Analândia is a Brazilian municipality of the state of São Paulo. The population is 5,056 (2020 est.) in an area of 326 km^{2}. Its original given name in 1887 was Cuscuzeiro, later changing to Anápolis in 1890, and finally taking on the name of Analândia in 1944 to distinguish itself from a homonymous municipality. The originally referenced Cuscuzeiro is a 900 meters tall hill that has now become a local touristic attraction.

It was the location of the Brazilian version of The Simple Life, entitled Simple Life: Mudando de Vida.

== Media ==
In telecommunications, the city was served by Companhia Telefônica Brasileira until 1973, when it began to be served by Telecomunicações de São Paulo.
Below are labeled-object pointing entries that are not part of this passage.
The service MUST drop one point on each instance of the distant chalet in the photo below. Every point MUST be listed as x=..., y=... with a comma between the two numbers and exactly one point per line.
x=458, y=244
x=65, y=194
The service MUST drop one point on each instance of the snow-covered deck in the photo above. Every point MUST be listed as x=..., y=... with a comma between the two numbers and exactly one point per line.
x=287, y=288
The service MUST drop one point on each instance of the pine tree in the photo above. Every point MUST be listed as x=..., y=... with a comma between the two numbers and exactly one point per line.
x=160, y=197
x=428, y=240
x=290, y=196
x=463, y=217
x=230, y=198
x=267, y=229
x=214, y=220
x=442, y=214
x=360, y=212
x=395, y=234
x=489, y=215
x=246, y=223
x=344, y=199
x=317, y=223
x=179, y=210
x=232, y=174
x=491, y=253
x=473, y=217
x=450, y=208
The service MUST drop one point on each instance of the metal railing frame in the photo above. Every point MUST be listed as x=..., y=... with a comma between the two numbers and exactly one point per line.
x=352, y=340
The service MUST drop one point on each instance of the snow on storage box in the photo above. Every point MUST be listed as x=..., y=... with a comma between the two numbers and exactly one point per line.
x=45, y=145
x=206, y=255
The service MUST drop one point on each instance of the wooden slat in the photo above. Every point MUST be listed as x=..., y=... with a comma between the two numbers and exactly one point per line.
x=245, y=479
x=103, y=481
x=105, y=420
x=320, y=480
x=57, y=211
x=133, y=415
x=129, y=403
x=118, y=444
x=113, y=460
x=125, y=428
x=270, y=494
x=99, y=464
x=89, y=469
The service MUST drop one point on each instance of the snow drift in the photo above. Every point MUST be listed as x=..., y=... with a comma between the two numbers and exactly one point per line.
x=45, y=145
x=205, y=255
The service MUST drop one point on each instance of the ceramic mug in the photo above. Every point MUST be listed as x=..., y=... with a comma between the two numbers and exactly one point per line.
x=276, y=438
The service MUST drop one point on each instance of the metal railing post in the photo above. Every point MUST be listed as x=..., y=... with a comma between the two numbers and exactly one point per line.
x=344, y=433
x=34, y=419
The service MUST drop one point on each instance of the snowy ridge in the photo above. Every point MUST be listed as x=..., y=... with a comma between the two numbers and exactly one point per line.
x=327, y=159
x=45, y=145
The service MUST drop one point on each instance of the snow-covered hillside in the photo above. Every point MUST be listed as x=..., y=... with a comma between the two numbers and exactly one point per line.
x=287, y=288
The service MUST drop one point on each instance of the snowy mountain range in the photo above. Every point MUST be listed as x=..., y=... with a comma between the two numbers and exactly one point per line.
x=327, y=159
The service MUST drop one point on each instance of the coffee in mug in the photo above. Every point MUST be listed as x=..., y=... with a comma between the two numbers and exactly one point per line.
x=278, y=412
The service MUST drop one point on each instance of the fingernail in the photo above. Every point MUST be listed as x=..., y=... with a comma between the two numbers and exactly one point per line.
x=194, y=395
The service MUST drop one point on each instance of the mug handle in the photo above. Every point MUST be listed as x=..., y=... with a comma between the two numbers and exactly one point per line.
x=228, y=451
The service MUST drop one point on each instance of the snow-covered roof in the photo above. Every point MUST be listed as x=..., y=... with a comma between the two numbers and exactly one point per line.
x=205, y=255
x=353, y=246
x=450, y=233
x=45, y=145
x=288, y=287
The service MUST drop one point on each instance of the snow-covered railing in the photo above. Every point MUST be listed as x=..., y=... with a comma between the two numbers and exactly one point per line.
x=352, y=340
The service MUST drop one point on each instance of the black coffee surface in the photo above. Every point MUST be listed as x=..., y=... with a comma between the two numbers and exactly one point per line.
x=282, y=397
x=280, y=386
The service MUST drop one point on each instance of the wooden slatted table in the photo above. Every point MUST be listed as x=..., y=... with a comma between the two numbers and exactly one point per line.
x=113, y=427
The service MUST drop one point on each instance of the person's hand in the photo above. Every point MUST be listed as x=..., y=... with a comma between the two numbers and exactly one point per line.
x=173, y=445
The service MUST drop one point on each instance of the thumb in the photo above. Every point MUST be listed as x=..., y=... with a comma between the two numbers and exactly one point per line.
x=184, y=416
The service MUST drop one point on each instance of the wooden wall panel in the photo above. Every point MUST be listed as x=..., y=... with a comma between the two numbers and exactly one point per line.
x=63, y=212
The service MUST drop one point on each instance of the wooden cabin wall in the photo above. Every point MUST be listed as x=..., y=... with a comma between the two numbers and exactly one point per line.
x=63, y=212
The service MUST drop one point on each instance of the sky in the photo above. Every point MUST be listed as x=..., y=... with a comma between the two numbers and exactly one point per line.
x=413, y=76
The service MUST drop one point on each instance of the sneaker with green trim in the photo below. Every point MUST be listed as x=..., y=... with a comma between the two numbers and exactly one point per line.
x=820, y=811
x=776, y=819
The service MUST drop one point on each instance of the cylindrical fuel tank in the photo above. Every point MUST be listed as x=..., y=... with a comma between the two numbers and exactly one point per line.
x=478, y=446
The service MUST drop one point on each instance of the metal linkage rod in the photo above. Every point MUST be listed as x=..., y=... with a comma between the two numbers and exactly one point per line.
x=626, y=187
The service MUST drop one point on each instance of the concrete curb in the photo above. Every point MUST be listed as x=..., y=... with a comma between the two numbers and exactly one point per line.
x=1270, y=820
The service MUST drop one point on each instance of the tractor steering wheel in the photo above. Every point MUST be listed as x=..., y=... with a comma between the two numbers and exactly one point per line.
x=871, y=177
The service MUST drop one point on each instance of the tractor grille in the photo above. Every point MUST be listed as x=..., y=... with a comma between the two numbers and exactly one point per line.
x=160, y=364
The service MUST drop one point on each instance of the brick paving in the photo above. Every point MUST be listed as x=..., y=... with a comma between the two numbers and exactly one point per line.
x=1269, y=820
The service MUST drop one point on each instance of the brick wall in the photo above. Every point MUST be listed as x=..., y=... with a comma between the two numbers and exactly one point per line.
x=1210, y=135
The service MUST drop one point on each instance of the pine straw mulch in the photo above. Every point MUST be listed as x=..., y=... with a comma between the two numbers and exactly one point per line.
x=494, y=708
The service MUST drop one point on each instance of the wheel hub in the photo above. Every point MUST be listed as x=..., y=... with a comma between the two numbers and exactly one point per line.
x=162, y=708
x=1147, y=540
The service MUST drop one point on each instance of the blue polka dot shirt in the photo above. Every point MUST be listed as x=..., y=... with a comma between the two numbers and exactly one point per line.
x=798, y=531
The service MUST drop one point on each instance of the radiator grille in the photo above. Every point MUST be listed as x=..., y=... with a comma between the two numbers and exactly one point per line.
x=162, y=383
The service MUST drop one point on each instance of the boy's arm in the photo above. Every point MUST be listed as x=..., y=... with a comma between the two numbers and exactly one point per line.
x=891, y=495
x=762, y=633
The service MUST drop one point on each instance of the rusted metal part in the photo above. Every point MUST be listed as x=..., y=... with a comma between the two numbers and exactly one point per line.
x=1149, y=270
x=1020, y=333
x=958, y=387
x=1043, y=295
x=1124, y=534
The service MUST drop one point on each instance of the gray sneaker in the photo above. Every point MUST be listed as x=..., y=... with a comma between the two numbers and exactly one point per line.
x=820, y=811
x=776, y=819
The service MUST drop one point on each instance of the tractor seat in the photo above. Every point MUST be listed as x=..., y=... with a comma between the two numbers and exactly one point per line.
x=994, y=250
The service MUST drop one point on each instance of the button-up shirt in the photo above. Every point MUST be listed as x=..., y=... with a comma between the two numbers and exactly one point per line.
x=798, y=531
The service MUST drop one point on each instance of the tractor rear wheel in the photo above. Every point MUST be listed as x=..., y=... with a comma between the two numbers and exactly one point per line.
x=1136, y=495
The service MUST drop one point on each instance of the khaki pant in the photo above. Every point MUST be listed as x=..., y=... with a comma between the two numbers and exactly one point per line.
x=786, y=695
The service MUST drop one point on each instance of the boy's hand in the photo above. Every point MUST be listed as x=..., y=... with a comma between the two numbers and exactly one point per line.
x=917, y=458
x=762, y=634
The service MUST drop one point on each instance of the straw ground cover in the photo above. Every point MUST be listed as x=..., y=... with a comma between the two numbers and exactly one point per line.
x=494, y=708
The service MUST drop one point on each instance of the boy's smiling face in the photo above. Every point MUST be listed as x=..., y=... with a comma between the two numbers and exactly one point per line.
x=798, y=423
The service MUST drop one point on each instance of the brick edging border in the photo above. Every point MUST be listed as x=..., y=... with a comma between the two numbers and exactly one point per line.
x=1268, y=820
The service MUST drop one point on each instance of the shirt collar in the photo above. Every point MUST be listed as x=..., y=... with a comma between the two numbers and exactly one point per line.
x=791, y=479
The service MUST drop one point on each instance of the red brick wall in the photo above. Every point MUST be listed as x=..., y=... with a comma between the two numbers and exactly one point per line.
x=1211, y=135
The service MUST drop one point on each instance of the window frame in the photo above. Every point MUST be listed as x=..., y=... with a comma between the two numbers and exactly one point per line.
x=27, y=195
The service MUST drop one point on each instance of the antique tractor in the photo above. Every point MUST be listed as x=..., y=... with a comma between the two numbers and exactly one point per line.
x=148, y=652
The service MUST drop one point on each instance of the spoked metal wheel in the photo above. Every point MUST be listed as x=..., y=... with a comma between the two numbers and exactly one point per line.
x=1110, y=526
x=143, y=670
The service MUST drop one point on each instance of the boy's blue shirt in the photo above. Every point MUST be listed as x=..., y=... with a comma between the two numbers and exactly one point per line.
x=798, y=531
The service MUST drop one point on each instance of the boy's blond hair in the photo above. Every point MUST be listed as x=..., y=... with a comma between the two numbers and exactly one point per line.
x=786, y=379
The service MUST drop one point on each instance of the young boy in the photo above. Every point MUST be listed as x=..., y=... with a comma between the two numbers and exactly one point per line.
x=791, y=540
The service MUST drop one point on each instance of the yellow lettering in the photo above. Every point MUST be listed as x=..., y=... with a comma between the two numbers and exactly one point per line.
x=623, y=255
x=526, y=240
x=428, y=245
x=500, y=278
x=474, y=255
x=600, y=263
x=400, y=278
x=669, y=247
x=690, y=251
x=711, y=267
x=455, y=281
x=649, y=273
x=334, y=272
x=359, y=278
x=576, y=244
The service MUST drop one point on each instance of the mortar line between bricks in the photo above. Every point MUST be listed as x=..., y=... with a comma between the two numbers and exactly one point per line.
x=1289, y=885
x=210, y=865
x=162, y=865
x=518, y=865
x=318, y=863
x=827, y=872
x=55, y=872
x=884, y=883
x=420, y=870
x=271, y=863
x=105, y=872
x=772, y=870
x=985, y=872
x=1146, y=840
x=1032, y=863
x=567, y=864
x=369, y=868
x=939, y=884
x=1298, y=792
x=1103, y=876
In July 1998, this company was acquired by Telefónica, which adopted the Vivo brand in 2012.

The company is currently an operator of cell phones, fixed lines, internet (fiber optics/4G) and television (satellite and cable).

== Religion ==

Christianity is present in the city as follows:

=== Catholic Church ===
The Catholic church in the municipality is part of the Roman Catholic Diocese of Limeira.

=== Protestant Church ===
The most diverse evangelical beliefs are present in the city, mainly Pentecostal, including the Assemblies of God in Brazil Church (the largest evangelical church in the country), Christian Congregation in Brazil, among others. These denominations are growing more and more throughout Brazil.